Palmares, or Quilombo dos Palmares, was a quilombo, a fugitive community of escaped slaves and others, in colonial Brazil that developed from 1605 until its suppression in 1694. It was located in what is today the Brazilian state of Alagoas.


A quilombo (Portuguese pronunciation: [kiˈlõbu]; from the Kimbundu word kilombo, "campsite, slave hut") is a Brazilian hinterland settlement founded by people of African origin including the quilombolas, or maroons and others sometimes called Carabali. Most of the inhabitants of quilombos (called quilombolas) were escaped slaves. However, the documentation on runaway slave communities typically uses the term mocambo, an Ambundu word meaning "hideout", to describe the settlements. A mocambo is typically much smaller than a quilombo. Quilombo was not used until the 1670s and then primarily in more southerly parts of Brazil.

A similar settlement exists in the Spanish-speaking countries of Latin America, and is called a palenque. Its inhabitants are palenqueros who speak various Spanish-African-based creole languages.

Quilombos are identified as one of three basic forms of active resistance by slaves. The other two are attempts to seize power and armed insurrections for amelioration. Typically, quilombos are a "pre-19th century phenomenon". The prevalence of the last two increased in the first half of 19th-century Brazil, which was undergoing both political transition and increased slave trade at the time.


A quilombola (Portuguese pronunciation: [kilõˈbɔlɐ]) is an Afro-Brazilian resident of quilombo settlements first established by escaped slaves in Brazil.

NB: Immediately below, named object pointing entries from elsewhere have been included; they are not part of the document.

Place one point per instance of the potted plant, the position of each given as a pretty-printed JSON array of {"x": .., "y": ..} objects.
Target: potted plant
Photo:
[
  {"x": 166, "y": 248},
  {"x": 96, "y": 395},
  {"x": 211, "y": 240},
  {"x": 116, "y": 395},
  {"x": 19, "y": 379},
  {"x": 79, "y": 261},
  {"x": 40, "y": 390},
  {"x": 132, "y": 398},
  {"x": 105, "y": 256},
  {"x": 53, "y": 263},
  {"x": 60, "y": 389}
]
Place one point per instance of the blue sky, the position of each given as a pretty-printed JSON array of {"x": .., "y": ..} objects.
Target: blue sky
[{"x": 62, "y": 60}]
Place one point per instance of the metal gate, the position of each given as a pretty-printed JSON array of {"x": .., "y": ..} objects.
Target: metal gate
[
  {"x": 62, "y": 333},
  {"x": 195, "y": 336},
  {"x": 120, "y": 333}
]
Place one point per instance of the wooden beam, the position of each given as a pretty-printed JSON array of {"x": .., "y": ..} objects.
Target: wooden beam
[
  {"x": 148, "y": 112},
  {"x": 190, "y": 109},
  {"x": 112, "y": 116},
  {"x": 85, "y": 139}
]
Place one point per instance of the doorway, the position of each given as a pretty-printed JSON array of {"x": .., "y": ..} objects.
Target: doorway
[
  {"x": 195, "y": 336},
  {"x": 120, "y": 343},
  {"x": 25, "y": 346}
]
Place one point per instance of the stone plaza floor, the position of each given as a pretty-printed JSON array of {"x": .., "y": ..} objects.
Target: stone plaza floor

They are the descendants of Afro-Brazilian slaves who escaped from slave plantations that existed in Brazil until abolition in 1888. The most famous quilombola was Zumbi and the most famous quilombo was Palmares.

Many quilombolas live in poverty.

Rio Branco Law

The Rio Branco law, also known as the Law of Free Birth, named after its champion, Prime Minister José Paranhos, Viscount of Rio Branco, was passed by the Brazilian Parliament in 1871. It was intended to provide freedom to all newborn children of slaves, and slaves of the state or crown. Slaveholders of the children's parents were to provide care for the children until the age of 21, or turn them over to the state in return for monetary compensation.

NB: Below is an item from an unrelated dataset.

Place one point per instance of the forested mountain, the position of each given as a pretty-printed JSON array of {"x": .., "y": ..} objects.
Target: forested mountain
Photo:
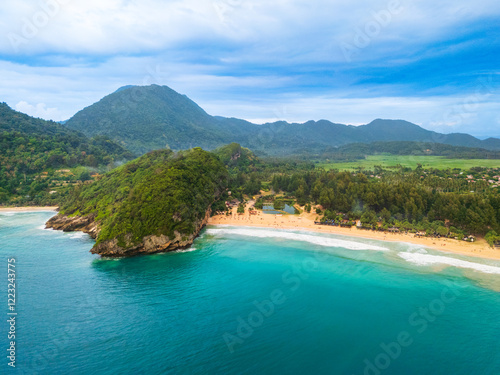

The law was the beginning of an abolition movement in Brazil, but it turned out to be more of a legal loophole than a radical measure. Only a few people were freed under the law, while more than one million people continued to be held as slaves. This law had more of an influence in the northern part of the country, which was leaning toward wage rather than slave labor.

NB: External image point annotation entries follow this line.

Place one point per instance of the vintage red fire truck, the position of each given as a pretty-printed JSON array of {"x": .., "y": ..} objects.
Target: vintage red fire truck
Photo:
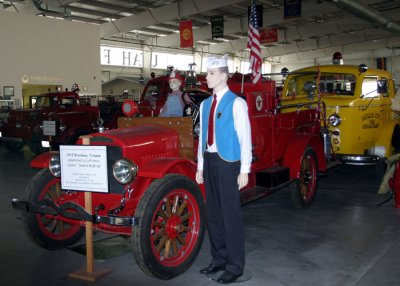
[
  {"x": 25, "y": 126},
  {"x": 152, "y": 194}
]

Many of those freed under the Rio Branco law migrated to the north to work for wages on the plantations. The Rio Branco law was the first step toward abolition of slavery in Brazil. It was ultimately abolished on May 13, 1888, with the adoption of the Lei Áurea.

Valongo Wharf

The Valongo Wharf (Portuguese: Cais do Valongo) is an old dock located in the port area of Rio de Janeiro, between the current Coelho e Castro and Sacadura Cabral streets.Built in 1811, it was the site of landing and trading of enslaved Africans until 1831, with the ban on the transatlantic slave trade (but clandestine trade continued until 1888). During the twenty years of its operation, between 500 thousand and one million slaves landed at Valongo. Brazil received about 4.9 million slaves through the Atlantic trade.In 1843, the wharf was renovated for the landing of Princess Teresa Cristina of Bourbon-Two Sicilies, who was to marry the emperor D. Pedro II. The wharf was then called Cais da Imperatriz (Empress Wharf).Between 1850 and 1920, the area around the old pier became a space occupied by black slaves or freedmen of several nations - an area that Heitor dos Prazeres called Pequena África (Little Africa).